PAR LAURENCE GAUDREAULT
publié dans La Gazette de la Mauricie de DECEMBRE 2019
« La formation en vidéo et cinéma n’est pas une recette ni une simple question de procédés techniques, elle est avant tout un espace relationnel. »
Denis Bellemare, professeur au Département des arts et des lettres de l’université du Québec à Chicoutimi.
Le mois dernier, Les citoyen.ne.s du monde se sont rassemblés pour une soirée de visionnement de courts-métrages. Le but était d’abord de passer un moment agréable devant un répertoire cinématographique varié, mais surtout de réagir et de discuter des différents enjeux présentés. Ainsi, nous nous sommes rencontrés à l’Espace L’Artiviste du Comité de solidarité/Trois-Rivières.
Le premier film que nous avons visionné est un documentaire de la Fabrique culturelle sur la condition alarmante de la langue abénakise, La langue qui ne voulait pas mourir. Ce reportage est un exemple éloquent de l’importance du cinéma comme moteur d’information, de discussion et de revendication. Peu de gens parmi nous étaient bien informés quant à l’état de la langue abénakise. Si le cinéma, ici le documentaire, sert à raconter, il devient dans ce cas le porte-parole d’un peuple qui lutte pour conserver son identité. Pour aider les communautés minoritaires, il faut connaitre ses enjeux, et le cinéma permet cette première rencontre.
Avec l’animation de 1982, Bouffe-pétrole de Denis Poulain, on constate que les 37 années qui nous séparent de ce court-métrage n’ont pas atténué la portée actuelle de celui-ci. Le discours environnemental occupe une place importante dans l’art, qu’il
soit visuel ou littéraire, mais peut-être que l’humour presque absurde avec lequel Poulain dépeint une société dépendante à l’énergie fossile permet de faire passer le message plus délicatement. J’aime croire que dans un contexte scolaire par exemple, ce genre de film devient un allié important à l’éducation. Alors, pourquoi n’utilise-t-on pas plus le court-métrage comme outil pédagogique? Un visuel clair et accrocheur, un humour accessible, Bouffe-pétrole a tout pour rejoindre un public en apprentissage (jeune ou moins jeune).

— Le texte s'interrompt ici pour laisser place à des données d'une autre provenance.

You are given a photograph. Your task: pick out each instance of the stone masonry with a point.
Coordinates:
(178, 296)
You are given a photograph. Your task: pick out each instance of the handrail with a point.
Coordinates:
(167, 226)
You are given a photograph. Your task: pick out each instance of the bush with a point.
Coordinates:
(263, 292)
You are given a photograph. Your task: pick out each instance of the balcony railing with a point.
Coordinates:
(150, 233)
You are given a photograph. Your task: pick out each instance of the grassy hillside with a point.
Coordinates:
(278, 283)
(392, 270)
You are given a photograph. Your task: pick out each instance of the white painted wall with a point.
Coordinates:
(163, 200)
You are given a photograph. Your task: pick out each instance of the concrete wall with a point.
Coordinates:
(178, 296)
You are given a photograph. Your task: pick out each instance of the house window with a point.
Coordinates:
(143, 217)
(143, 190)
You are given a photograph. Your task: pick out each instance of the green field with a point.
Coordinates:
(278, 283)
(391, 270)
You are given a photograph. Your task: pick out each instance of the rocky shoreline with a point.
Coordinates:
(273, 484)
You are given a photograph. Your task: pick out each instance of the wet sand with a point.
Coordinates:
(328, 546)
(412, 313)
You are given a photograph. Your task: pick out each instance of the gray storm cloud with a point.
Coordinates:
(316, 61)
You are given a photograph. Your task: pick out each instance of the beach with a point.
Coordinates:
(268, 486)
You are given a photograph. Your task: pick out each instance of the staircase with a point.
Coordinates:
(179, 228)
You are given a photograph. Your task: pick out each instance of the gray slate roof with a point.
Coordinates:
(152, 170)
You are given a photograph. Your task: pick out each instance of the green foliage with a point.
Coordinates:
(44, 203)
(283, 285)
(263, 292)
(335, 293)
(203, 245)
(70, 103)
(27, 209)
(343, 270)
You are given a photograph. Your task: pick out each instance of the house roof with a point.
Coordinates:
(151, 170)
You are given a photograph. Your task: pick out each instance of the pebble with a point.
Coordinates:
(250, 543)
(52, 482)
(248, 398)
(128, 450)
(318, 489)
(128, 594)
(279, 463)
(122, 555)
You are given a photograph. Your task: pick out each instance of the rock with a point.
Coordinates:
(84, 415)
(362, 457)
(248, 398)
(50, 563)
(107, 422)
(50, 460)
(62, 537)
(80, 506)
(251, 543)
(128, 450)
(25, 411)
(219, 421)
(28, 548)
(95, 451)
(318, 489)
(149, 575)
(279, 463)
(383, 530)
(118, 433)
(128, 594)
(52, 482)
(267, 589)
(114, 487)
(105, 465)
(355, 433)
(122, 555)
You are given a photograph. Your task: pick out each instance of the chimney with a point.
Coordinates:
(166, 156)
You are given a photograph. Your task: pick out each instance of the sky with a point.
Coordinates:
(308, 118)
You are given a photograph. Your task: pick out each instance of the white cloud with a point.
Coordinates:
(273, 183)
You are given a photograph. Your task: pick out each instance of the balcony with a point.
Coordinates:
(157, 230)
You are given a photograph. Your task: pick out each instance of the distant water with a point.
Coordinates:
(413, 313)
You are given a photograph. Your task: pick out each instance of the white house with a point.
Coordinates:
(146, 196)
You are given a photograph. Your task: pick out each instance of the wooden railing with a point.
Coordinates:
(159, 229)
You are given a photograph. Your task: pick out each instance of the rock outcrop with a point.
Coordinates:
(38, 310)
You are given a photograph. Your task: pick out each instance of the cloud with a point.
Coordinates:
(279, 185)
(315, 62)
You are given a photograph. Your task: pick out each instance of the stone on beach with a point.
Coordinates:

Le cinéma engagé et militant offre une tribune à ceux qui n’en ont habituellement pas. Toute la beauté de l’art est dans le fait de nous ouvrir les yeux sur une réalité qui peut nous sembler très éloignée. Ce qui m’a frappé avec le court-métrage Brotherhood de Meryam Joober, qui traite des dynamiques noueuses et complexes qui s’établissent à travers un foyer tunisien lorsqu’un enfant, parti combattre au sein de Daech, revient à la maison, ce sont les enjeux familiaux et religieux qui sont mis de l’avant. Grâce au jeu d’acteur impeccable et aux images percutantes, nous sommes complètement absorbés. Le sujet du voile, et plus précisément de la burqa, a fait la une plus d’une fois dans nos journaux, mais l’œuvre de Joober tend, non pas à nous convaincre d’une moralité précise, mais bien à nous montrer l’envers d’un décor si peu exploité dans nos médias.
Bien que je me considère comme étant une bonne consommatrice de culture, ma participation à cette soirée m’a fait réaliser l’importance et la portée qu’ont ce genre d’événement. L’art engagé est vital dans une société, il dynamise les conversations et incite le partage. J’invite d’ailleurs tous les lecteurs à prendre le temps de regarder les films mentionnés, et si vous voulez d’autres idées, l’Office national du film et La fabrique culturelle offrent des centaines de petits bijoux qui valent la peine d’être écoutés. Nous devons par ailleurs remercier le Comité de Solidarité/Trois-Rivières pour la tenue de ce genre d’événements précieux. Il y aura en février prochain la 3e édition des Rendez-vous des cinémas du monde, une autre de leurs belles initiatives.